Michigan Health and Safety Coalition Hospital Referral Guideline for Open Heart Surgery*

  • This volume-based guideline applies to all "open-heart" procedures performed by a hospital. (See Appendix A for a list of codes.)
  • In collaboration with the Michigan Society of Thoracic and Cardiovascular Surgeons, all Michigan surgeons and hospitals performing open-heart surgery should collect clinical variables for the Society of Thoracic Surgery (STS) database to be analyzed by the Duke Clinical Research Institute (DCRI) and should participate in audits of data quality and accuracy as required.
  • By May 2002, all Michigan cardiac surgeons performing open-heart surgery should work with the Michigan Society of Cardiovascular and Thoracic Surgeons Quality Committee to actively participate in designing and implementing a process improvement strategy that uses data derived from the Michigan Society of Thoracic and Cardiovascular Surgeons database.

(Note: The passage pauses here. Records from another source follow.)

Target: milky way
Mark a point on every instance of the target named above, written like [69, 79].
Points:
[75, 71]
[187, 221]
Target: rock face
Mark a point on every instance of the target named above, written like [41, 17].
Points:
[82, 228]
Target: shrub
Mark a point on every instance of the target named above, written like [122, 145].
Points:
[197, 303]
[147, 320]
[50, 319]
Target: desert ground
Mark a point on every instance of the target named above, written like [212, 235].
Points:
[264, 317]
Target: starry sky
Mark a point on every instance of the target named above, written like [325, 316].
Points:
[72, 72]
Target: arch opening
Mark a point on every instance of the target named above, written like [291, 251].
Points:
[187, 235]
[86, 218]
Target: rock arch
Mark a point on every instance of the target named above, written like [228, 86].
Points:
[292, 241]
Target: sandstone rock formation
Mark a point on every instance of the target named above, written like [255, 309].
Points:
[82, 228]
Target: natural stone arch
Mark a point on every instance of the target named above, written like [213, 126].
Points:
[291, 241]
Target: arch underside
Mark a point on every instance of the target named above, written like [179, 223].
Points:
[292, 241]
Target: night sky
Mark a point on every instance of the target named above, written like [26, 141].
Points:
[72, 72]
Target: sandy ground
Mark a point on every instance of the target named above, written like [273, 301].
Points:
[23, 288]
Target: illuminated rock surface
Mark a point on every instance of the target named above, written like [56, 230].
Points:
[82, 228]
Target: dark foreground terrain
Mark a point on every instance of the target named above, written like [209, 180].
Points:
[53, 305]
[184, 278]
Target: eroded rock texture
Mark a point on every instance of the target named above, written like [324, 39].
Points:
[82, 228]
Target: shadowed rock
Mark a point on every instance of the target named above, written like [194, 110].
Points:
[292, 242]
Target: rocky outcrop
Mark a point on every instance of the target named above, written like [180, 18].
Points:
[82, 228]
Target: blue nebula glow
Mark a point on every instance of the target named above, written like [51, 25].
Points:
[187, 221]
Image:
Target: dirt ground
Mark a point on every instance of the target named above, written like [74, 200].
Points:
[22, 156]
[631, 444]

Active participation includes:
  1. attending regularly scheduled meetings and developing processes by which data will be collected and data quality will be ensured;
  2. reviewing, analyzing, using and refining the Michigan STS data;
  3. identifying risk-adjusted morbidity and mortality indicators that reflect differences in quality of care (consider measures such as re-operation for post-operative bleeding, deep sternal infection, permanent stroke, prolonged ventilation, post-operative renal failure, and ratios of observed to expected mortality);
  4. sharing information across surgical programs and learning from successful programs perhaps using the Northern NE Cardiovascular model of site visits and reverse-site visits to identify best practices;
  5. developing, implementing, evaluating, and periodically updating measurable evidence-based quality of care indicators, hospital and physician-specific standards and guidelines, best practices and clinical protocols;
  6. evaluating hospital and physician-specific performance relative to agreed upon standards and guidelines;
  7. educating physicians and hospitals about quality of care indicators, standards, guidelines, protocols and best practices as well as their hospital-specific patient outcomes;
  8. sharing data and disseminating hospital and physician-specific performance information with physicians;
  9. identifying innovative models to cover the costs of data collection, analysis and use; and
  10. creating a forum for discussion with purchasers and payors regarding data sharing.
  • Pending a review and analysis of Michigan risk-adjusted mortality and morbidity data, only hospitals with annual volumes of at least 200 should perform open-heart procedures.
  • Hospitals should require that their medical staff implement appropriateness criteria and use the criteria to conduct clinical case review of open-heart procedures.

 

Future direction of Coalition work related to the Open-Heart Surgery Guideline

Preliminary data from the Michigan STS database is expected to be available in 1Q2002. At that time, the STS data, along with national and other regional or state-level data should be analyzed and the volume threshold should be refined as appropriate.


* This is meant to be a guideline and not a standard of care; this guideline represents the best of an evidence-based review at this time; the guideline is based on the principles of CQI and is not intended to be used in a punitive manner; this guideline needs to be taken as a whole, and not have selected parts be used without considering the entire content of the guideline.